Name
Understanding and Surpassing Materials Challenges in Superconducting Quantum Devices - INVITED PRESENTATION
Date
Wednesday, May 21, 2025
Time
11:30 AM - 12:10 PM
Description

Adam Schwartzberg, Shaul Aloni, Sinéad Griffin, Yashwanth Balaji, Mythili Surendran, Lawrence Berkeley National Laboratory, Berkeley, CA
Superconducting quantum devices rely on radio frequency resonant cavities, often at the single photon level. Preserving coherence, for tangible applications, requires the fabrication of cavities with quality factors that are as high as possible. Similar to optical cavities, fabrication quality plays an important role.

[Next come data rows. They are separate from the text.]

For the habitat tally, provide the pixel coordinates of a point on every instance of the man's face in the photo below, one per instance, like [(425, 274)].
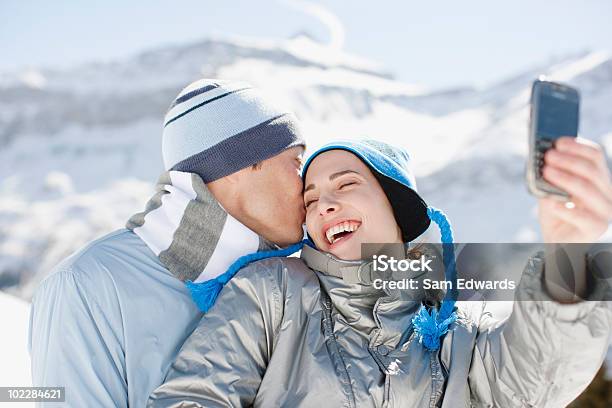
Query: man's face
[(271, 197)]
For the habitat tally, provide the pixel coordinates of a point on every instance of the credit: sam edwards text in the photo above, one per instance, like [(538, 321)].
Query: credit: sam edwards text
[(462, 284)]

However, the addition of quantum device elements (e.g. Josephson Junctions) and additional loss channels present at the operational frequency (two level systems) add complex interactions that play an enormous role in achieving the required performance. To a great extent, these challenges are related to specific materials questions that are currently poorly understood for devices of this type. Research into this area is difficult due to the diversity of expertise and instrumentation needed. Materials growth, fabrication, milli-Kelvin cryogenics, and radio frequency electronics and measurement are the basic building blocks needed to understand the operational effects of materials and device fabrication choices. To this end, we at the Molecular Foundry have been building a holistic toolset for answering these questions. In this talk I will present progress on our work developing these facilities starting with our previous work to understand materials interfaces in quantum devices as a motivation, followed by the development and implementation of a new robotically controlled cluster deposition and analysis tool, and finally our progress in building our own cryogenic characterization suite. The cluster deposition tool contains four deposition stations (e-beam evaporation, reactive sputtering, and oxide and nitride atomic layer deposition), a multi-sample load-lock and glovebox, and an analytical chamber for in-vacuo characterization (XPS, FTIR, and ellipsometry) which allow us to grow a wide range of materials with clean interfaces and the ability to understand the nature of those interfaces. We combine these new growth capabilities with advanced materials characterization and nanofabrication expertise to explore the many facets of this open question. Additionally, I will discuss AI/ML techniques which we are developing to be implemented autonomously with the cluster tool and will provide new pathways for solving complex materials challenges.